Jumbembem, 2 / Janeiro / 65.

Tenho o quarto coberto de noite. Está frio como nunca. E ouço o gemer dos bichos na selva, num silêncio de mundo parado.

Levanto-me: a almofada fere-me como se fosse de pedra, pois me atormenta e retalha os pensamentos dispersos como o vento que bole com as árvores. Não consigo dormir. Há noites que ando de insónias. Cansaço.

Acendo o candeeiro a petróleo. E limpo as unhas com o resto do fósforo.

– Deixa cá ver um cigarro!

Vou para a janela. A rede mostra-me que a noite amadurece com uma lua a gotejar frescuras dum rio derramado sobre a terra.

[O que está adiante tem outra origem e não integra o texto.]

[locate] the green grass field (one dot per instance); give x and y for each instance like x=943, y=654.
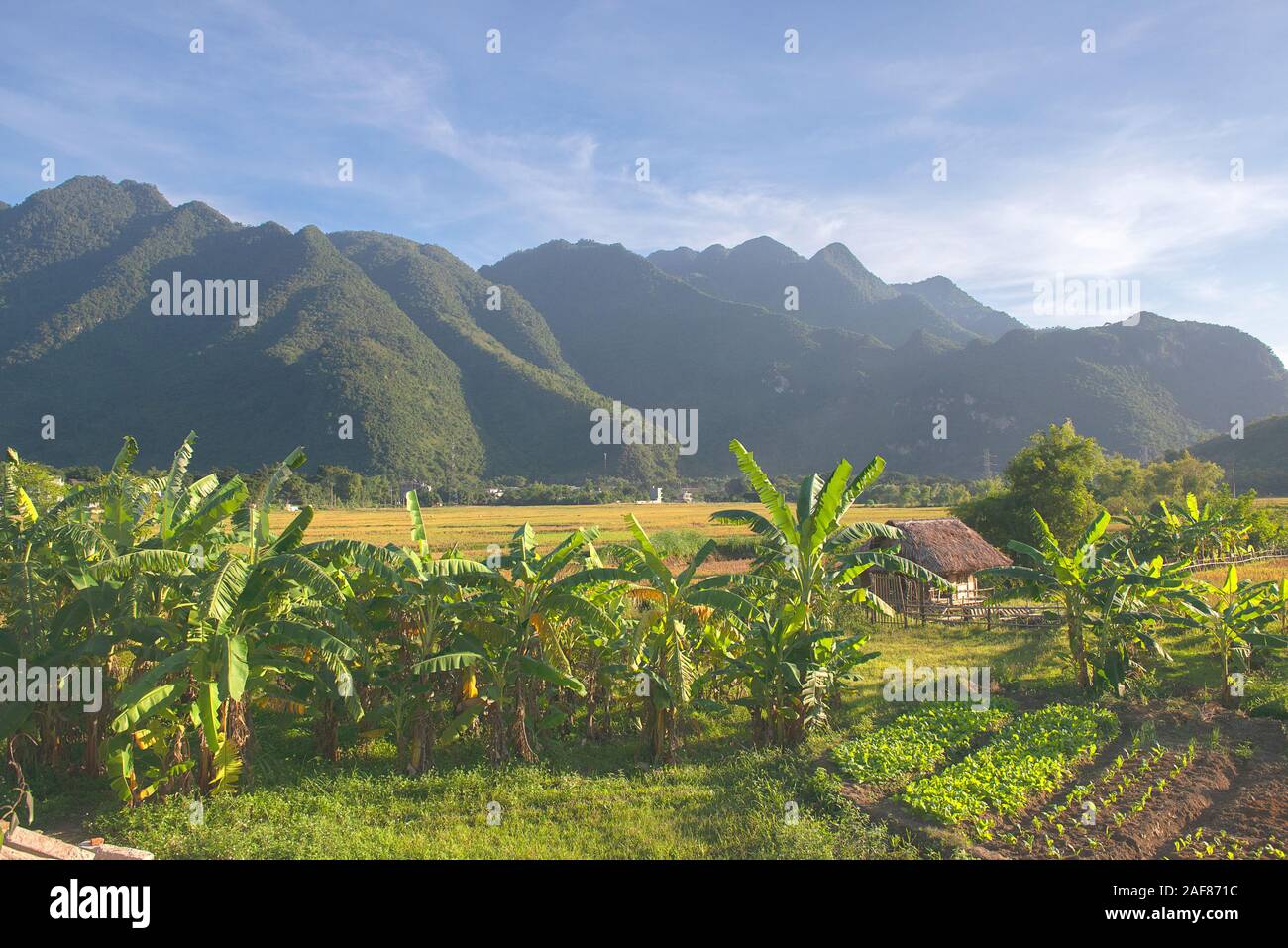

Divago. Um soldado, embora duramente batido por angústias, não tem coração de pedra: sinto saudades de longe, amo. O sangue do soldado não é selvagem nem cavalo de espanto: sinto ternura e agasalho-me nos olhos de alguém.

Atiro à noite escarros de fumo. Divago. Lembro-me de que não pego no diário há tempos. E sinto que a coragem, por vezes, me esfria as mãos. Estou farto, cansado. Mas também sinto que a língua me morde os lábios para que eu fale ou grite. Tudo o / 124 / que escrevi não é nada comparado ao que eu não conto ou não sei contar. É preciso escrever. Recordo páginas (algumas tão horrorosas ou divertidas) que não borrei de tinta nem molhei de sangue ou suor. Há muitos heróis a quem ainda não ergui palavras, palavras verdadeiras como o sangue, que gotejou na selva, no capim. Há perigos e noites que atravessámos juntos e que ainda não contei. Mais perto, no fim do ano, vejo o Gibril minado de sangue na fronte, no corpo caído sobre a arma que mais apertou contra o peito, quando lhe pegaram. No estertor da agonia, julgava que fossem os bandidos. E vejo a mulher banhada em lágrimas, desgrenhada, e mordendo a cabeça com as unhas, quando viu partir o helicóptero. Para sempre. E tenho pena do filho. O Cherno anda triste. Nunca mais brincou.

Uma criança aqui perto, ouço-a bem, choraminga. Talvez tacteie os seios da mãe. E eu procuro adivinhar-me na vida. Será possível? Estou farto, cansado e digo que, se não fosse a criançada dar-nos um ar de paz dentro do arame farpado, já estaríamos doidos. Isto é um deserto.

Divago. A lua é uma cabeça decepada a quem lanço angústias dolorosas de roer entranhas. Deixo a janela, volto as costas à noite lá fora e entro na minha noite. Vou deitar-me, espalmar o rosto sobre uma das mãos e escondê-lo debaixo da ponta do lençol com medo de amanhã.

– Deixa ver outro cigarro!

Apago o candeeiro.

– Boa-noite!

– Boa-noite!

A alma grita-me. Tenho que falar para não morrer, para não deixar morrer os que tombaram, para não deixar morrer os que andam vencendo perigos, os homens e a natureza.

Sim. Amanhã, vou continuar o meu diário.